On Wednesday, September 26, three of Elsevier's data science experts will present as part of Columbia University's Data Science Institute Industry-Innovation Seminar series, known as I3. The presenters are from Elsevier Labs, an advanced technology and R&D group within Elsevier that concentrates on smart content and on the future of scholarly communications.
The seminar is from 5 to 6 pm EDT at Columbia University, followed by a reception. Dr. Ron Daniel, Director of Elsevier Labs, describes the presentation, titled Semi-automated exploration and extraction of data in scientific tables:
"Most of the experimental results reported in scientific articles, and recorded in databases or in supplements to the article, are provided in tables. Unfortunately, the amazing recent progress in natural language understanding is of little help if we want to automatically understand those tables. Tables are, after all, not your grandmother’s natural language. Despite this, we believe significant progress can be made towards the goal of combining tables of related information into larger sets that can be analyzed, visualized, understood, and used as the basis for decisions.
"Elsevier Labs is prototyping tools to help guide people in the exploration of tables from many articles and the extraction and merging of the data they contain. This talk will show examples of what has been accomplished by manually merging such data. With those as examples of the desired outcomes, we will describe our experiments to duplicate such examples, the work flow in which they operate, and our most recent results."
Watch the livestream — or attend in person
Presentation: Semi-automated exploration and extraction of data in scientific tables, with Elsevier Labs
When: Wednesday, Sept. 26, from 5 to 6 EDT, followed by a 30-minute reception
Where: Columbia University's Davis Auditorium, Room 412 on the fourth floor of Shapiro CEPSR, 530 W. 120 Street, New York City
Online: Watch the livestream here
Dr. Ron Daniel is the Director of Elsevier Labs. Educated as an electrical engineer, Ron has done extensive work on metadata standards such as the Dublin Core, RDF, and PRISM. Before joining Elsevier in 2010, he worked at a startup that was acquired for its automatic classification technology, and consulted on taxonomy and information management issues for nine years. Ron received his PhD in Electrical Engineering from Oklahoma State University and was a postdoctoral researcher at Cambridge University and the Los Alamos National Laboratory. Ron is bemused by the way technology reincarnates itself, specifically in the way that parallel implementations of neural networks for machine vision are currently in vogue, just as they were 30 years ago when he was working on them in grad school.

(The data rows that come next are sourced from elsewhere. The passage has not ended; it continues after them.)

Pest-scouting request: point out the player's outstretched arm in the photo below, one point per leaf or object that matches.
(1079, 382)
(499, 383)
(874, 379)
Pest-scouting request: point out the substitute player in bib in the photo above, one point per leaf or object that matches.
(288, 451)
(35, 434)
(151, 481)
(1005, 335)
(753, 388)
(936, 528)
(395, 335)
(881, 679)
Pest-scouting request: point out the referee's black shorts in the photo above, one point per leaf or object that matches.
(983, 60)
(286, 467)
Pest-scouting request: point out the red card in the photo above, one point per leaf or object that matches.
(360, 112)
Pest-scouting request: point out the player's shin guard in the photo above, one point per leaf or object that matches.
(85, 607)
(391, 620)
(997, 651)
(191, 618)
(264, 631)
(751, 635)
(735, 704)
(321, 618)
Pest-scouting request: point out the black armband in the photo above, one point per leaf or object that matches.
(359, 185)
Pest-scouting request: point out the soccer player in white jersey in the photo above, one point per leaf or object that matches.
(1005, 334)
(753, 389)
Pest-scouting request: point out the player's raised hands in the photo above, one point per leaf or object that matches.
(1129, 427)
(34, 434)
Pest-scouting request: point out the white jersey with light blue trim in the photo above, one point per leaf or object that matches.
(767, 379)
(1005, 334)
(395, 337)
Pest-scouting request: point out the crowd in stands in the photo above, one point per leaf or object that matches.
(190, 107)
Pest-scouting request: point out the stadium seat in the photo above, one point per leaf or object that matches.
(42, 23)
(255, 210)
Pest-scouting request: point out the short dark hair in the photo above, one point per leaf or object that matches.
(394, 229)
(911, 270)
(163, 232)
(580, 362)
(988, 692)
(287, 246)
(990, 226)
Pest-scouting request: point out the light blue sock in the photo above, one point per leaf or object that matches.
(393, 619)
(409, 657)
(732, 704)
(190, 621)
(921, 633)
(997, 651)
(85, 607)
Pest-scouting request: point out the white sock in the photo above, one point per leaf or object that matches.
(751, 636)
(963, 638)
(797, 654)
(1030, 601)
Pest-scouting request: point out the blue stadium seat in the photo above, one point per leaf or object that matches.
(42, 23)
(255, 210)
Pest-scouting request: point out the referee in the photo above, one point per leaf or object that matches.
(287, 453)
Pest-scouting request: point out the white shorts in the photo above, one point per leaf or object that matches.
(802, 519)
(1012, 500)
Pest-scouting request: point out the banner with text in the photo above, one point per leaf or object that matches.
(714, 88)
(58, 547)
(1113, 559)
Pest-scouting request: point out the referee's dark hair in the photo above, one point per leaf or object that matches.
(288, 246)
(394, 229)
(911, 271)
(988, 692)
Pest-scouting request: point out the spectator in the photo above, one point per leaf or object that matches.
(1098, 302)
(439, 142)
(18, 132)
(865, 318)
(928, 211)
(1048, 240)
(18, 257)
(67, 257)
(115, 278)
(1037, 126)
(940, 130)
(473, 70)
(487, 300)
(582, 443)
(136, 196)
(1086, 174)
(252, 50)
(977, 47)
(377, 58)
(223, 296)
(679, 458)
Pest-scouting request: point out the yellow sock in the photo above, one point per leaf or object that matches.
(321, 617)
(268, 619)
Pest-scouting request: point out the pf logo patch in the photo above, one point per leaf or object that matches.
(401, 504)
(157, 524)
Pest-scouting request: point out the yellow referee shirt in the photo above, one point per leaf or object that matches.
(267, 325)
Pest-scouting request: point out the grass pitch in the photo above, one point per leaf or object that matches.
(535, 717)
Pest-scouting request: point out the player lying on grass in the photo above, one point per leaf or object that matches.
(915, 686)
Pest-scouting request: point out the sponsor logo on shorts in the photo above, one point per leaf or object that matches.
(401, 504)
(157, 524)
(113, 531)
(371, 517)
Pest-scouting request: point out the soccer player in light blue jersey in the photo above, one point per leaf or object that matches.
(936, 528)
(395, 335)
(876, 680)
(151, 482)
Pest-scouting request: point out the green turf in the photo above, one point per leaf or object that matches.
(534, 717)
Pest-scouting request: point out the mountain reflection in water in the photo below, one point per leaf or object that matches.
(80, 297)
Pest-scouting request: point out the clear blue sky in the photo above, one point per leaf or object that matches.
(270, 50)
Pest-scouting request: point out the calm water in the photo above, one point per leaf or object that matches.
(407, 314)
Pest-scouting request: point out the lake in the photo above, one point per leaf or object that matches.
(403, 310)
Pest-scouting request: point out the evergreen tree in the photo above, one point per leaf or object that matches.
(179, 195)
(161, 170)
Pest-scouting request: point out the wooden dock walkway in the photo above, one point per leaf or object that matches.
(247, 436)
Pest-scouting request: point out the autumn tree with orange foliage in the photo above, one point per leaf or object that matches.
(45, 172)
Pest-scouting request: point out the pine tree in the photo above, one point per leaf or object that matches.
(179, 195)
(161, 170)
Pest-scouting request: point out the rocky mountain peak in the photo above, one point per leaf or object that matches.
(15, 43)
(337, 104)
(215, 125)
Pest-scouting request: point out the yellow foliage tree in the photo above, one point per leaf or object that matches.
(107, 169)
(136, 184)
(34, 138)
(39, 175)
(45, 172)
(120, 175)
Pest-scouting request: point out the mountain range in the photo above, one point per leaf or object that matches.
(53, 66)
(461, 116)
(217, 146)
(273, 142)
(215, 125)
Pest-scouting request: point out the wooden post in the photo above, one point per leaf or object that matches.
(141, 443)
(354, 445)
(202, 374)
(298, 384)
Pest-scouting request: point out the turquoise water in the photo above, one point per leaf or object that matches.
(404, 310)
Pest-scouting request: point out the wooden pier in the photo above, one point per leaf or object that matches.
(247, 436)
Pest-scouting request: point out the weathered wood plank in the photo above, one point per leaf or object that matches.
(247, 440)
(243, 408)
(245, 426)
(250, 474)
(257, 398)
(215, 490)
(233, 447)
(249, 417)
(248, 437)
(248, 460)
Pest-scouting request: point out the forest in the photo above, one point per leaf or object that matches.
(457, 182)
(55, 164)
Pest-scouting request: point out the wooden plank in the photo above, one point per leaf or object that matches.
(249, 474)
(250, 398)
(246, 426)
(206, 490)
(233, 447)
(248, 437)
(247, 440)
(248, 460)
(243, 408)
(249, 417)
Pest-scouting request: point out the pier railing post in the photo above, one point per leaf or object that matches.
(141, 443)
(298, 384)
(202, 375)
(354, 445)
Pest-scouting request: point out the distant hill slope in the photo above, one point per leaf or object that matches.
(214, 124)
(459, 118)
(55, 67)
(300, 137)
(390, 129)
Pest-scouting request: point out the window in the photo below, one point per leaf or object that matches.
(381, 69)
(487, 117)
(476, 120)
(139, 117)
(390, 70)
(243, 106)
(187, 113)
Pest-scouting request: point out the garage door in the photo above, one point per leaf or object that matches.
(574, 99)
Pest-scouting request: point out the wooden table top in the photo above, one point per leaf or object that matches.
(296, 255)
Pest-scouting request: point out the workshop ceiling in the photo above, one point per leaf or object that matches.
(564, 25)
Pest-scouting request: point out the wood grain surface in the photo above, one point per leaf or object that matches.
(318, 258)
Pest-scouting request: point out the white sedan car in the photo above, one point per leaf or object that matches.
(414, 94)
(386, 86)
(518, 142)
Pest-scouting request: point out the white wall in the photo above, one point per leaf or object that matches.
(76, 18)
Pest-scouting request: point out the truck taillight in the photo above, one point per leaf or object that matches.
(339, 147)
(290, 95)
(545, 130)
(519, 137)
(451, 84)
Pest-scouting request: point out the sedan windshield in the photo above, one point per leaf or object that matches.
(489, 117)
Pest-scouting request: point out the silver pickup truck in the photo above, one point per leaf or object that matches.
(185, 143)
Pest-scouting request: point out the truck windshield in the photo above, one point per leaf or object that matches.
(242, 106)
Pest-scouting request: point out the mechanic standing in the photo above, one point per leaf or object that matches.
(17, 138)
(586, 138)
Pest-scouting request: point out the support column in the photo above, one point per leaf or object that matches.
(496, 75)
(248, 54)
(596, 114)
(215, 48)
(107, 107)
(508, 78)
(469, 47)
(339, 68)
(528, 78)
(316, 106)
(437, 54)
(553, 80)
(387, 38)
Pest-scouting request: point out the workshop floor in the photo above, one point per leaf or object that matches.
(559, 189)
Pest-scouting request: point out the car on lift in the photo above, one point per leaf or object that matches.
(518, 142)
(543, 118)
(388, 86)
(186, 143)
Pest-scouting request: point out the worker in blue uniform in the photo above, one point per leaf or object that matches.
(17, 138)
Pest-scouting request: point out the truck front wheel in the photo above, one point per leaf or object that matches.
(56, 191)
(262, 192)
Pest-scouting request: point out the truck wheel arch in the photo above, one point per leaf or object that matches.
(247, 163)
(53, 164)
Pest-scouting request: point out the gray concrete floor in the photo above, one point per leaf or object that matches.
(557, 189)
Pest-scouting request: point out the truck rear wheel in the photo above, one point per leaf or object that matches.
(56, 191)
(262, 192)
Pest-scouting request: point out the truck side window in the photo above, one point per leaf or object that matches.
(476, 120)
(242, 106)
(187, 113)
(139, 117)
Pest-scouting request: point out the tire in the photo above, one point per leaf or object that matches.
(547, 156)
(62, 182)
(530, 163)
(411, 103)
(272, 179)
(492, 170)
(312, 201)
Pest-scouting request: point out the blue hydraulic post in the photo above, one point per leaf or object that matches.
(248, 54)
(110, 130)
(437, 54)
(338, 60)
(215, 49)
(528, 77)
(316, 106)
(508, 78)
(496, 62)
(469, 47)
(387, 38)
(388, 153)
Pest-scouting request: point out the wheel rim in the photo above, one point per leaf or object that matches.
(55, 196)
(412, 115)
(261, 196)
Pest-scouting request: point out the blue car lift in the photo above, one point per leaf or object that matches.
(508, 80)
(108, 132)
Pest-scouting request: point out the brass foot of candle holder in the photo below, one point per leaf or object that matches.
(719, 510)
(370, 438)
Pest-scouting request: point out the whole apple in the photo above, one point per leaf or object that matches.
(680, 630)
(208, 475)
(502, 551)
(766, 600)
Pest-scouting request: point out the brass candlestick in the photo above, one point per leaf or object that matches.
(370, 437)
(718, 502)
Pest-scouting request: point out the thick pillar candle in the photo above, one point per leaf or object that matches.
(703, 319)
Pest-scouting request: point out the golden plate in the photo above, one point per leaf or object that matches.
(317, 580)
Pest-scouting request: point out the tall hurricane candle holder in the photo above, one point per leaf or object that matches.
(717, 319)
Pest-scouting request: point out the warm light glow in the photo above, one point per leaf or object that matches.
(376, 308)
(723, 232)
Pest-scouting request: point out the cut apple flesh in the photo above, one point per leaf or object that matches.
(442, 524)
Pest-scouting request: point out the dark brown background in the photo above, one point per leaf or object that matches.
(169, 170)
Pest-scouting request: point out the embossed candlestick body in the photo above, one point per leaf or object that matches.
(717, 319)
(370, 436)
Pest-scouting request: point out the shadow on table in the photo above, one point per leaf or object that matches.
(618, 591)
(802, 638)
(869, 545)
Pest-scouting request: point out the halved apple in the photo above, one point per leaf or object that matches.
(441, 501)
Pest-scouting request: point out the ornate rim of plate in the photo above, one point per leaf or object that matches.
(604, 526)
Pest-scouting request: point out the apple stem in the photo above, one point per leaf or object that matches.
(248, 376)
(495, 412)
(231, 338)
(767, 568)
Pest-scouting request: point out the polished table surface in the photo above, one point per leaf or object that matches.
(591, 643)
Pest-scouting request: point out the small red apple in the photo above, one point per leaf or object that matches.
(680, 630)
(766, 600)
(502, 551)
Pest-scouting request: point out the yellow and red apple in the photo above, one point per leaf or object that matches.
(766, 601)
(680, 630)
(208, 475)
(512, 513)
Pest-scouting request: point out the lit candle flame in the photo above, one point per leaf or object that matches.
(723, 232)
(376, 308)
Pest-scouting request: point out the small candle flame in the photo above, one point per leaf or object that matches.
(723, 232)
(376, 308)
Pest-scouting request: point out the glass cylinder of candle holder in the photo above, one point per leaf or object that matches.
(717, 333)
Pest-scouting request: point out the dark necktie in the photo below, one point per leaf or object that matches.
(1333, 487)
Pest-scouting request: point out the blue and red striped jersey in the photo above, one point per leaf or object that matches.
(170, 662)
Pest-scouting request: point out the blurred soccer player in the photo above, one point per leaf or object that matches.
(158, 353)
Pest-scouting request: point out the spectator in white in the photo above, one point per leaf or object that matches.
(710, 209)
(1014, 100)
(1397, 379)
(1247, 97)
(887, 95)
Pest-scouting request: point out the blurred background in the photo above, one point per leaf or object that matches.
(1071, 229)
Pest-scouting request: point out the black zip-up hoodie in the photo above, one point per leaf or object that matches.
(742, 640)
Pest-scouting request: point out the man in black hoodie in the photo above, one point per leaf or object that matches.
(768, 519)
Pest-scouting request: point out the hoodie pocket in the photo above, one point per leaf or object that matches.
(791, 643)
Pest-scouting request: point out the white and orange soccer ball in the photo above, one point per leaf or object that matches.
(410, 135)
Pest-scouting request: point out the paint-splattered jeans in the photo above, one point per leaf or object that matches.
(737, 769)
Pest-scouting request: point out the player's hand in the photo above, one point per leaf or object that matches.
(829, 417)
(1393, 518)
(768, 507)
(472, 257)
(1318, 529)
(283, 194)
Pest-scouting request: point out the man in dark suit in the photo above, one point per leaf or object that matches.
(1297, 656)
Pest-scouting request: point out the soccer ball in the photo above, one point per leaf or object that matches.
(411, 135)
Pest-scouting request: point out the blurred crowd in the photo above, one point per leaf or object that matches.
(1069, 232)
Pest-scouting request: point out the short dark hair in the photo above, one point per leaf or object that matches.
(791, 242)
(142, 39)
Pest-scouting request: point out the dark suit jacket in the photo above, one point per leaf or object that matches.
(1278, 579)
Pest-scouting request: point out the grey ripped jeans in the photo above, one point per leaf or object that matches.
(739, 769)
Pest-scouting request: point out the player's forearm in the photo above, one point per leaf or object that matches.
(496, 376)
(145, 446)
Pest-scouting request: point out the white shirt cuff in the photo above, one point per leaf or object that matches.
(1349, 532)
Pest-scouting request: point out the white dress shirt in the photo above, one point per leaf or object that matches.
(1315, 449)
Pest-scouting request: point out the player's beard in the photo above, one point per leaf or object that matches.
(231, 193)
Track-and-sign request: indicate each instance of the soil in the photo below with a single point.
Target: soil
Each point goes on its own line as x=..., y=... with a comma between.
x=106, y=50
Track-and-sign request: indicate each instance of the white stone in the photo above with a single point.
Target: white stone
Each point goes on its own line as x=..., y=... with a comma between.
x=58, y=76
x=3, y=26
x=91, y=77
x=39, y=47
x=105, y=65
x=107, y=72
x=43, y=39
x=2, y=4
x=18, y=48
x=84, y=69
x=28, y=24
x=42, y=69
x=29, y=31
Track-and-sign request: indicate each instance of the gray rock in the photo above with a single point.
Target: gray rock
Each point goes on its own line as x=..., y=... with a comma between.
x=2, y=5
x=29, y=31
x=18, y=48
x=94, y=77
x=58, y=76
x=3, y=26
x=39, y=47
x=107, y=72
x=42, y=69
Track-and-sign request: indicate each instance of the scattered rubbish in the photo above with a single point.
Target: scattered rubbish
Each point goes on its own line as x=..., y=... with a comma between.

Corey Harper is a data scientist and Technology Research Director for Elsevier Labs. He spent nearly 15 years building digital libraries, administering library systems, and managing library metadata. He has held metadata librarian positions at both New York University and the University of Oregon, where his research focused on linked data, digital repositories, and library discovery. His current research interests include natural language processing, machine learning, predictive analytics, and data visualization with applications toward issues around research communications. In addition, he is involved in both the Digital Public Library of America (DPLA) and code4libcommunities. Corey has an MBA from NYU's Stern School of Business and an MSLS from the University of North Carolina.